John Galsworthy is a novelist who grew in stature between the era of Victorian certainties and the era of post-World War I despair and doubts. Once conflicts in his personal life were resolved, he began to portray with increasing vigor in his fiction those segments of the British upper classes which he felt were most in need of constructive criticism. In the preface to THE COUNTRY HOUSE, Galsworthy remarks that birth into the upper class or the aristocracy is no reason for complacency. At the same time, he discounts those who mistake his attitude for that of a revolutionary. In fact, he argues that by taking seriously the criticisms he offers, radical change can be rendered unnecessary.
Before the two world wars had shaken the institutions of the world to the breaking point, the English country house was symbolic of many of the strongest traditions of the aristocracy. In this novel, readers see what happens when one such house is threatened with disrepute and, perhaps, eventual destruction because of the careless attitude of one of its sons. Galsworthy also gives a vivid account of the prejudices and feelings of English society, including the pettiness of some of its members. Everything, however, remains indestructible and, through the deft handling of one of its more insignificant members, society comes away without even a blemish.
THE COUNTRY HOUSE is a strong novel, especially in its detailed exposure of the pettiness and narrowness of the landed English gentry. Horace Pendyce, for example, is revealed both for what he is and for what he thinks he is. The latter, of course, is the more damaging; and this satirical ingredient, more than the plot, affords the central interest of THE COUNTRY HOUSE.

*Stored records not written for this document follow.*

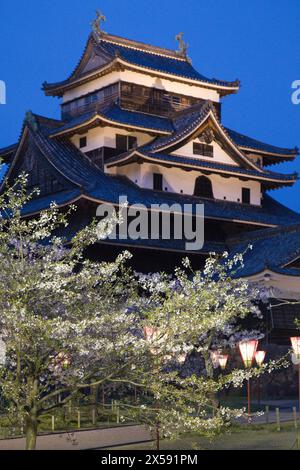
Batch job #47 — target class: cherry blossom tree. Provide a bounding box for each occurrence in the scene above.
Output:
[0,176,144,449]
[0,176,288,449]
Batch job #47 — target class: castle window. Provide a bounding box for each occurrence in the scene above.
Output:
[242,188,251,204]
[153,173,163,191]
[116,134,137,152]
[79,137,87,149]
[194,176,214,199]
[193,142,214,157]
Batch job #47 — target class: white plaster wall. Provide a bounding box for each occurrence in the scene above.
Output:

The plot itself revolves around the elements of money (and inheritance), sexual attraction, family feelings, honor, and the force of outward respectability. Galsworthy successfully maintains action and interest, particularly of a social nature; but since he is so adept at creating a social milieu, a setting of aristocratic manners and mannerisms, the plot which unfolds in that setting carries with it more external interest than internal motive. For example, the characters (including George Pendyce and Mrs. Helen Bellew) are less believable as individuals than as types and are less believable as types than as mechanical figures designed to play a role in a prearranged drama; thus, the motivation of characters, largely external in origin, never seems entirely adequate to the weight of the action demanded of them. The more memorable characters thus tend to be the minor types who embody most strikingly the complacent aristocratic ethos that Galsworthy wishes to expose.
In short, Galsworthy’s characters as individuals lack the depth that grows from interior conflict. The real conflict occurs on the level of the social criticism itself. On this level, Galsworthy’s fundamental attachment to the values of British society as a whole and his desire to criticize and satirize come into conflict, and the conflict is resolved in favor of the established order. Thus, the tension which might have enlivened his characters is dissipated in the reestablishment of the fictional social order; and the old world persists, soon to be shattered in the trenches of a barbaric war.